Trichobezoar consists of a compact mass of hair occupying the gastric cavity to a various extent. When the trichobezoar extends past the duodenum it is better referred to as Rapunzel Syndrome. Although trichobezoars are well described in terms of surgical diagnostic and procedure, there are only but very scarce reports on psychiatric literature, usually associated with trichotillomania. The authors present a clinical case of trichobezoar and discuss the most relevant aspects concerning this entity.
Presentation of psychiatric and surgical data concerning the case report. Previously reported cases are also mentioned.
Report of a 27-year-old female patient with a trichobezoar submitted to surgical removal, with a prior intervention 4 years before also due to trichobezoar, and with unknown psychiatric antecedents or follow-up.

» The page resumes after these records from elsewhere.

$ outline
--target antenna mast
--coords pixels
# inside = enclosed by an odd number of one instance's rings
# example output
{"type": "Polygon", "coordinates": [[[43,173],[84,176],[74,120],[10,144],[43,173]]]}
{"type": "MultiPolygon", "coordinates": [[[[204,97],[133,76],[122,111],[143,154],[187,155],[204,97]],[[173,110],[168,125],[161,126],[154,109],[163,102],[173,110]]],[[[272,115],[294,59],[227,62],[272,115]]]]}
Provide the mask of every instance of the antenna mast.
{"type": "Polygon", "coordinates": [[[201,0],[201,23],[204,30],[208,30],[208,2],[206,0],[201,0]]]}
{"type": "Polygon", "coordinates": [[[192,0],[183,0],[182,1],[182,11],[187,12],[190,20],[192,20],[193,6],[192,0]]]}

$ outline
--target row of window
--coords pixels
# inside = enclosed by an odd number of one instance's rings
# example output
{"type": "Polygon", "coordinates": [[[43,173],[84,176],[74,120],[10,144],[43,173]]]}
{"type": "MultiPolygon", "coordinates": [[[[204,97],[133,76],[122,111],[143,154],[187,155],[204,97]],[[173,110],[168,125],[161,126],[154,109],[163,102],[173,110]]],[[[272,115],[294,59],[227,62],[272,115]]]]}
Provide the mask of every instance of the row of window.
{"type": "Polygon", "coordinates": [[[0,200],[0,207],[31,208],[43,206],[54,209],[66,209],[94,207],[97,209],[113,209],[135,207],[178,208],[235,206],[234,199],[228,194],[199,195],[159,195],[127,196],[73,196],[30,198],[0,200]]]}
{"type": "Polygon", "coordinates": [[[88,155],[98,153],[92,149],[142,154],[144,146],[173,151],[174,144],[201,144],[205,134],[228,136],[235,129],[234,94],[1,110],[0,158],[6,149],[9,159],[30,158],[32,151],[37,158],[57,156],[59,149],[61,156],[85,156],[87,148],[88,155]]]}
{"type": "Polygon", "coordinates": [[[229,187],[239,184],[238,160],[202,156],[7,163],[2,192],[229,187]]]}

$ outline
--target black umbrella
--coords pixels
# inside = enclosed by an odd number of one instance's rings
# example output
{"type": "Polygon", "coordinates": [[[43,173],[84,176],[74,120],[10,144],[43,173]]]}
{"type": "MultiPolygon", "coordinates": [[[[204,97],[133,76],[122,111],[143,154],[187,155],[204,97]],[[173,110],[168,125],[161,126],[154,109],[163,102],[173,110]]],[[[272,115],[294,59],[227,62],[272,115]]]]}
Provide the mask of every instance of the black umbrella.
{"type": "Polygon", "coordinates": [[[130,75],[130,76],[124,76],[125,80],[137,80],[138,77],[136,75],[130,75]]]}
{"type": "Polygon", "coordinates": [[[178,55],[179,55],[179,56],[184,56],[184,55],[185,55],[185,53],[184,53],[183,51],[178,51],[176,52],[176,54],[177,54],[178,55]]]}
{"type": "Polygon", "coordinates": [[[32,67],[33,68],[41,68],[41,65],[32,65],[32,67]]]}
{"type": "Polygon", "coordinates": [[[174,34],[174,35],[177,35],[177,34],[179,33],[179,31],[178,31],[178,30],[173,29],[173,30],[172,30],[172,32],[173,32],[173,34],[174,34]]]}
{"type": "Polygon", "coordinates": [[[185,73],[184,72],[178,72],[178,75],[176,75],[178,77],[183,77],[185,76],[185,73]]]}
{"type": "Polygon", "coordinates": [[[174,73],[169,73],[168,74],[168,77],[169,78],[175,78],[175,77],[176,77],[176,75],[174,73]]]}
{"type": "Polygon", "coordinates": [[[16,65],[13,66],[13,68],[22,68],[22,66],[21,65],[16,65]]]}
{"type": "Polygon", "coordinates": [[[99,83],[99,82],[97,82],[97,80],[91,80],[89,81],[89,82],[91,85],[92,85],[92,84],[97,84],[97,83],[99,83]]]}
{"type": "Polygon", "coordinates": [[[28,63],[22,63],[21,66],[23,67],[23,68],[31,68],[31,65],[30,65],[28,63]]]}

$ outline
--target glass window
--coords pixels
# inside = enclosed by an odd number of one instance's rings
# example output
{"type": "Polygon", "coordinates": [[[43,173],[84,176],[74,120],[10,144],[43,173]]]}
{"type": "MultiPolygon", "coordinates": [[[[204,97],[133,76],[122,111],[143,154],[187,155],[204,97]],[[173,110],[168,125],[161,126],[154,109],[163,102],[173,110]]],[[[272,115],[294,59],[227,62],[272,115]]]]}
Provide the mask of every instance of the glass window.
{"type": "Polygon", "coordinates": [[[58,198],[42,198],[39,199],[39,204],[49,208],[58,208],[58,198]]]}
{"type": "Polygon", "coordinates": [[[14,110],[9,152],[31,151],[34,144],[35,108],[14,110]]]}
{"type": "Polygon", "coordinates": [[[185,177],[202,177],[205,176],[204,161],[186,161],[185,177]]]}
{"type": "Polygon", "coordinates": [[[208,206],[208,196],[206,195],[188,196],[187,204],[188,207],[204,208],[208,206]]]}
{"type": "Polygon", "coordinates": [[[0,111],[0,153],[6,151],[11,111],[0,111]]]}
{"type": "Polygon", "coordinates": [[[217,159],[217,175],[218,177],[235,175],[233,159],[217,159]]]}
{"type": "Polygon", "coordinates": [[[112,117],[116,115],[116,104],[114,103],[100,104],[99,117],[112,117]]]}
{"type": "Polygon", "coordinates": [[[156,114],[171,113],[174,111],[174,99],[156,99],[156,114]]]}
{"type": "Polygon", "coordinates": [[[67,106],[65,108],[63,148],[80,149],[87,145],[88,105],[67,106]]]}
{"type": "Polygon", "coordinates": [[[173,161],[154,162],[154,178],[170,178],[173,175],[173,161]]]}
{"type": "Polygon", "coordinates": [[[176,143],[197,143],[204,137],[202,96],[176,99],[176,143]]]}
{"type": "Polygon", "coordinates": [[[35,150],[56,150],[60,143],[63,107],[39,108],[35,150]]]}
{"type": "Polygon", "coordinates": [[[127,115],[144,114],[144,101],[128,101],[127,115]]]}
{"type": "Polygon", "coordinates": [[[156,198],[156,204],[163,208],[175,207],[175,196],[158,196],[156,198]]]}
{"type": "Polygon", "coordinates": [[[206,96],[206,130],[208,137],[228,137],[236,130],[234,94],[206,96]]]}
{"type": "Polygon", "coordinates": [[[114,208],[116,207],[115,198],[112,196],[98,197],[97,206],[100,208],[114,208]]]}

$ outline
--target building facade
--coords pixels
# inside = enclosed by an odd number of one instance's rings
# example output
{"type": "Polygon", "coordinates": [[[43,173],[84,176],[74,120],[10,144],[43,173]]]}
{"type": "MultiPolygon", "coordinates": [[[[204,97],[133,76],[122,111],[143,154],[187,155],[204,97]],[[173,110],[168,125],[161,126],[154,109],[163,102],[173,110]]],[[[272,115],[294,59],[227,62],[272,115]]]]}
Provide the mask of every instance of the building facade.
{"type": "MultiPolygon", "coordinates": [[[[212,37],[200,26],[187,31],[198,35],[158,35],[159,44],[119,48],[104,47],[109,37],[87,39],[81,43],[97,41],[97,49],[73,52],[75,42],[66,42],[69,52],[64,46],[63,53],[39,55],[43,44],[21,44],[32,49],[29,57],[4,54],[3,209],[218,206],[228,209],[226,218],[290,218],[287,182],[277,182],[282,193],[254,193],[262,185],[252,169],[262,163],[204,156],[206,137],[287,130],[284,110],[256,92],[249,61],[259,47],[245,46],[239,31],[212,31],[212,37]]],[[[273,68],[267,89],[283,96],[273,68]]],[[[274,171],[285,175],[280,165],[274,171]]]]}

A trichobezoar represents a serious surgical condition. It is important to consider such diagnosis in face of suggestive symptoms, even if signs of trichotillomania are not present. The discrepancies between the prevalence of trichotillomania and trichobezoars due to trichophagia may be due to issues related to self-selection of patients and symptom severity. Such issues may also be important in the study of impulsive-compulsive spectrum models and to their relevance to impulse control disorders.